In the case, Friedrichs v. California Teachers Association, 10 California teachers and the Christian Educators Association International are challenging California’s so-called fair-share law.
California is one of 23 states with a fair-share law. Such laws permit arrangements between government employers and unions requiring nonunion employees to pay an agency fee equivalent to the dues paid by union employees to cover the cost of general union services like collective bargaining, contract administration and grievance adjustment, which benefit both union and nonunion employees.
In California, public school teachers pay an average of $1,000 annually in union dues unless they opt out of the union at the start of each year.

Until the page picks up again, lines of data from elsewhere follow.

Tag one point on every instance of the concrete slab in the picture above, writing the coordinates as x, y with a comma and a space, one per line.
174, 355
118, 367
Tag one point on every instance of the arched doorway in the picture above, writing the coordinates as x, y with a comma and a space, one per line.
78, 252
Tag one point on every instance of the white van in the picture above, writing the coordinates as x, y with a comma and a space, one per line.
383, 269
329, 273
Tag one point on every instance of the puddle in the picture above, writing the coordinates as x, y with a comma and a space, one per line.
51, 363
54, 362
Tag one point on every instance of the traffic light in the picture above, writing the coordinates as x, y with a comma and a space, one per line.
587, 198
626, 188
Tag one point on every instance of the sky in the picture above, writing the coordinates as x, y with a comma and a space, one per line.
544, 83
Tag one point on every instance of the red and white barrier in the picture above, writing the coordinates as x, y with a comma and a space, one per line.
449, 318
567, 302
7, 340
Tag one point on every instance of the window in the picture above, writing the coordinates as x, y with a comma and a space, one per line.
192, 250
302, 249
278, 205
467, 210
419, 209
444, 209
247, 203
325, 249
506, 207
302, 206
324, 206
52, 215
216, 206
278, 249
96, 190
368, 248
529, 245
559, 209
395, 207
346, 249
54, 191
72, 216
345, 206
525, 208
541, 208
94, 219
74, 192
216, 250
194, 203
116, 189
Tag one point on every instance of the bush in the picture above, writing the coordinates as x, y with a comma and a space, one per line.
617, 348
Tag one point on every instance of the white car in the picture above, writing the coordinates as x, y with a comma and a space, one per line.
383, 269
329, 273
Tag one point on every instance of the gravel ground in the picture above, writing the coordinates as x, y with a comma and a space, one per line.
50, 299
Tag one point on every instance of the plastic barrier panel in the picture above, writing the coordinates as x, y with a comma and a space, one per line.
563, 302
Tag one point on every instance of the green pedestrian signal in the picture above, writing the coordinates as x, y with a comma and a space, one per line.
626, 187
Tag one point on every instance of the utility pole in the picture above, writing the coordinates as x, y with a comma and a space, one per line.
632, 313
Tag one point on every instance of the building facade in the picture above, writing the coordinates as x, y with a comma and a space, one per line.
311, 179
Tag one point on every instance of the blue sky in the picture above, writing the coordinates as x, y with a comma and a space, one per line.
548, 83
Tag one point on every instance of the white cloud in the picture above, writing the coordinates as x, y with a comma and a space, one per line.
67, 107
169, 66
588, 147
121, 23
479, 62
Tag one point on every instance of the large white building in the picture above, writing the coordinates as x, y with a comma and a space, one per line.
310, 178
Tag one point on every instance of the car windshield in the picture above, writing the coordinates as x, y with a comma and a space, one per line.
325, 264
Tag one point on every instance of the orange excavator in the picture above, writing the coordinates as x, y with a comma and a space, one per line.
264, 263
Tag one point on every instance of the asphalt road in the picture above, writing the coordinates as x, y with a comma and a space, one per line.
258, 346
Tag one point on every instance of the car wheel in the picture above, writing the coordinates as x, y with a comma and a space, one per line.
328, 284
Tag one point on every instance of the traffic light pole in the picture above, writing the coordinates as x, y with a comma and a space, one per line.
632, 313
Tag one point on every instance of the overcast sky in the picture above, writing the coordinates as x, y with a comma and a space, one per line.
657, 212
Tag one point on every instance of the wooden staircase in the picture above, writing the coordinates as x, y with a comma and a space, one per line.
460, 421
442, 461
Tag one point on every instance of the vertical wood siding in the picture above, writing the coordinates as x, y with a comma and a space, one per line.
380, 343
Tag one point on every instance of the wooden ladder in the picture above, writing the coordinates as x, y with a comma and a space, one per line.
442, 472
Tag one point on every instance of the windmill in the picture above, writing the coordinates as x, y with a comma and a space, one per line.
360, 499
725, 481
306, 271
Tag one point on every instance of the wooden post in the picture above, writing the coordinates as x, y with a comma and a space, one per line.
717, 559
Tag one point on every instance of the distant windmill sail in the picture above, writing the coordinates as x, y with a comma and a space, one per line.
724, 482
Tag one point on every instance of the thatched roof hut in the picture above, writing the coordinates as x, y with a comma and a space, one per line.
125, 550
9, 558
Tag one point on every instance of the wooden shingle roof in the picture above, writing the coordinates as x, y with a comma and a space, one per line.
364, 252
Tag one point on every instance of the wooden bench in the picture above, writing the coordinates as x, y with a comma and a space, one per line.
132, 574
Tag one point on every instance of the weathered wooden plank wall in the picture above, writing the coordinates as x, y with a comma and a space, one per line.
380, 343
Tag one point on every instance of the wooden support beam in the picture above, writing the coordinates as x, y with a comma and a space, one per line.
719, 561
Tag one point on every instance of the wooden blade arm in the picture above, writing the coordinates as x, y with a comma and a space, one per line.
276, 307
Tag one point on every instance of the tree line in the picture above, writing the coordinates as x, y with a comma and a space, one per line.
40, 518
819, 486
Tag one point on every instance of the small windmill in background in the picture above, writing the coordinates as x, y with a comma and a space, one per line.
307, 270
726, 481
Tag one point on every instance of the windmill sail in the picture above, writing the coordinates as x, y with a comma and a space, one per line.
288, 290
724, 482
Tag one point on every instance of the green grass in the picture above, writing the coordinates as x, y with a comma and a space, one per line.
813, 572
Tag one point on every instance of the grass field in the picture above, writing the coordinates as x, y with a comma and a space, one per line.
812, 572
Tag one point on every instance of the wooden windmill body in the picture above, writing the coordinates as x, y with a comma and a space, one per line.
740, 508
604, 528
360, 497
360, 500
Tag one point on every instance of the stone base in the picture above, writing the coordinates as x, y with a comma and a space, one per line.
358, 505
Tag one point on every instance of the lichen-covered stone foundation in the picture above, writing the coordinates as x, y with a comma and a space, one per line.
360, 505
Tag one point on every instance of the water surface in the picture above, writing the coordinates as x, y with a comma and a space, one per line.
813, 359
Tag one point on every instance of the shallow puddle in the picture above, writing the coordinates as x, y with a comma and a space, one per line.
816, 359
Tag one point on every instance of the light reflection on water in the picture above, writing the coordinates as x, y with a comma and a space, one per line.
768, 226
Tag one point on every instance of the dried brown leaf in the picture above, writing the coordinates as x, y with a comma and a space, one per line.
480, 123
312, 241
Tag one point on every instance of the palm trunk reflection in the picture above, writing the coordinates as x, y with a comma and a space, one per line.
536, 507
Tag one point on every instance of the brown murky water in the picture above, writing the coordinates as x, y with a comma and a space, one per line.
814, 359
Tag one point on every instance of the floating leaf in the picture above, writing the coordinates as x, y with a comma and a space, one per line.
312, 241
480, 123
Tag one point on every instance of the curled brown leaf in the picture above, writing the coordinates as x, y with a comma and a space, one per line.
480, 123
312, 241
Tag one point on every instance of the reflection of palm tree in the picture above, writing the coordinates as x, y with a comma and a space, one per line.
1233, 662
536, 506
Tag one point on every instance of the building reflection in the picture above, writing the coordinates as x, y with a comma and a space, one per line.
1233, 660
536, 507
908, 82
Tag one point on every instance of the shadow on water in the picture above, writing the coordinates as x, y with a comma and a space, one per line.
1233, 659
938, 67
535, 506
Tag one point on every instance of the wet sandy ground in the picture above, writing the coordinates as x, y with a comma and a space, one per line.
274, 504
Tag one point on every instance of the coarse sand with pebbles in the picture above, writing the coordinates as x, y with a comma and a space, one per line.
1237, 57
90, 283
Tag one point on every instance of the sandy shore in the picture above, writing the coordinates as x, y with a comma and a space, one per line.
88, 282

Nonunion members pay an average of $600 in agency fees, meaning the other $400 paid by union members is dedicated to ideological expenditures.

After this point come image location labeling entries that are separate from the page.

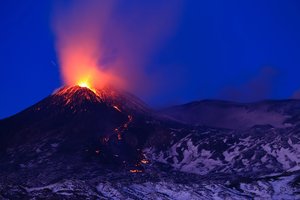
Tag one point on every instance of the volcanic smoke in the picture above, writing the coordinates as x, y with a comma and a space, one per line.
110, 43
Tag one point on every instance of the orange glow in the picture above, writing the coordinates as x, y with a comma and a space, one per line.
117, 108
135, 171
144, 161
86, 84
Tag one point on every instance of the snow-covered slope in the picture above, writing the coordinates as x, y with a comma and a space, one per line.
224, 114
106, 144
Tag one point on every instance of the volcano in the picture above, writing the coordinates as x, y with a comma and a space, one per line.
80, 143
81, 123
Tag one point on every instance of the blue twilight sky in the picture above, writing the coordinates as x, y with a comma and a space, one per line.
235, 50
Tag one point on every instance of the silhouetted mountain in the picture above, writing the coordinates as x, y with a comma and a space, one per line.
106, 144
226, 114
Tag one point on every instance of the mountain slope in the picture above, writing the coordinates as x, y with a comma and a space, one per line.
106, 144
225, 114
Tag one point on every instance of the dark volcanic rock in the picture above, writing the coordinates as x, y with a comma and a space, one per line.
106, 144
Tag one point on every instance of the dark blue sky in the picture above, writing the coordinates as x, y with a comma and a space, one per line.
237, 50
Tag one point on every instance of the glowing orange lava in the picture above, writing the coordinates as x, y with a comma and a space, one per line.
86, 84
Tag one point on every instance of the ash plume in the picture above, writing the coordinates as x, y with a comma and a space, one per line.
111, 42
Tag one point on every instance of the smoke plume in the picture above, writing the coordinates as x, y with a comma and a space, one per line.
111, 42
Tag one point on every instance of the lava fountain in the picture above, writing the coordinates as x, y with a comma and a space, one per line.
79, 50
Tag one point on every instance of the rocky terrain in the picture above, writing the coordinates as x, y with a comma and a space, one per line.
106, 144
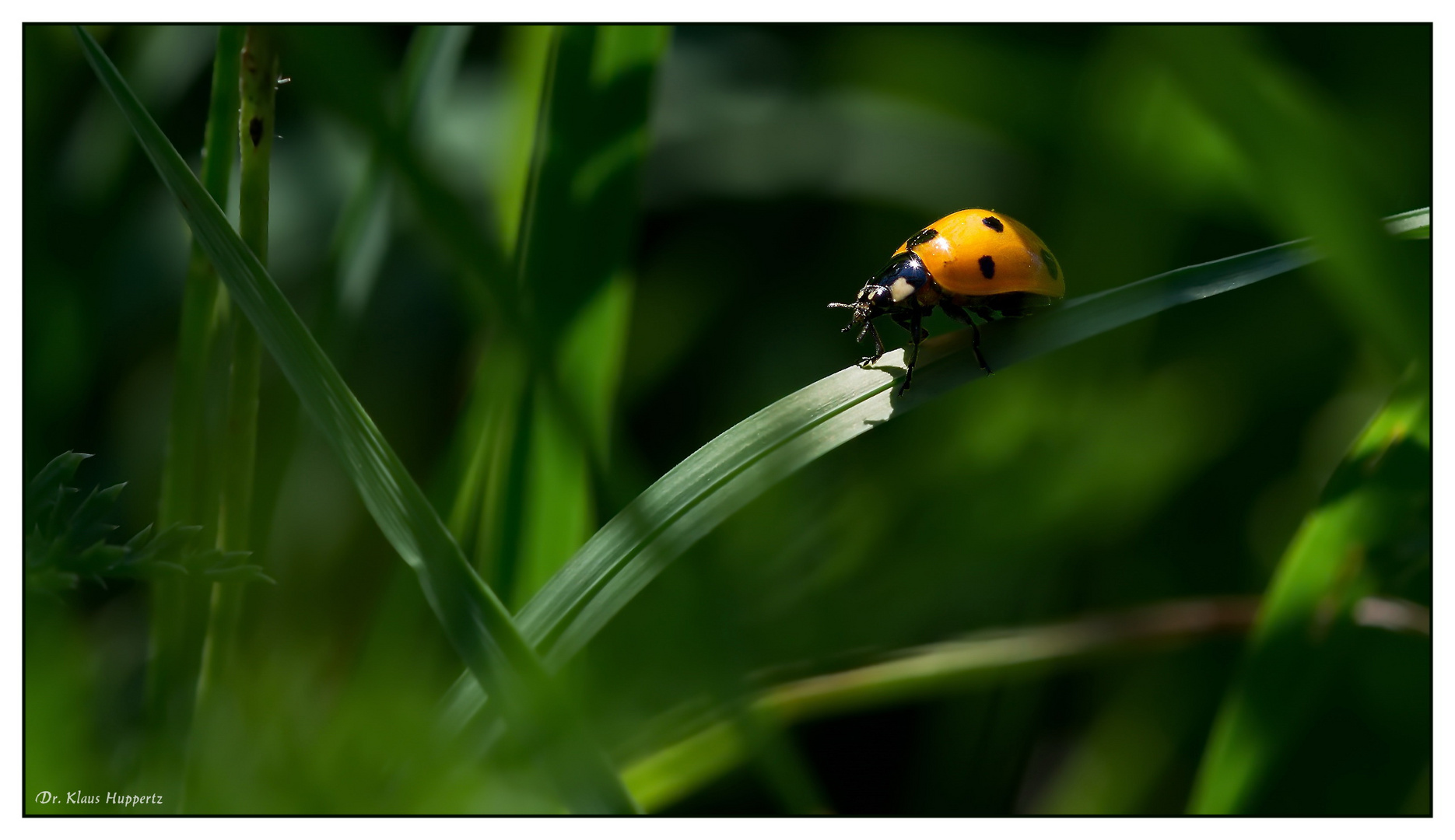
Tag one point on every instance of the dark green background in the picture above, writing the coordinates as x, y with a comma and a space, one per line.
1172, 458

Based on questions the U.S. Supreme Court justices asked during the January 11 presentation of arguments, a majority of the court may be inclined to overrule its prior decision permitting agency fees. Significantly, the ruling in the case would affect agency fees for all public unions, not just CTA.
In 1972, the U.S. Supreme Court ruled in Abood v. Detroit Board of Education that fair-share laws are constitutional. In Abood, the U.S. high court said that agency fee provisions do not unnecessarily interfere with nonunion employees’ First Amendment right to freedom of association, but also clarified that nonunion employees cannot be required to fund a union’s “expression of political views, on behalf of political candidates, or toward the advancement of other ideological causes not germane to its duties as collective-bargaining representative.”
The court acknowledged that there would not always be a clear distinction between collective-bargaining activities and ideological ones, but left that problem for the lower courts to resolve.
The Supreme Court did not require unions to presume that all nonunion employees oppose political uses of their agency fees. Instead, it held that unions must identify what portion of their dues and agency fees are used on ideological activities and either not collect that portion or return it to those employees who clearly express opposition to the unions’ ideological expenditures.
The plaintiffs in the Friedrichs case are asking the court to revisit the Abood decision, and argue that, at least in the case of public unions, all union activity is inherently political because negotiations involve a government employer and have an impact on public policy. As a result, they argue, fair-share laws force nonunion employees to fund political speech they do not necessarily agree with, in violation of the First Amendment.
Worth noting: Wisconsin repealed its fair-share law in 2011, and since then, a third of the state’s teachers have stopped paying their dues.
If the Supreme Court overturns Abood and a similar percentage of teachers in California opt out, CTA could lose nearly $100 million in annual income. Between 2001 and 2010, CTA spent $211 million on political activities, nearly twice as much as any other organization in the state.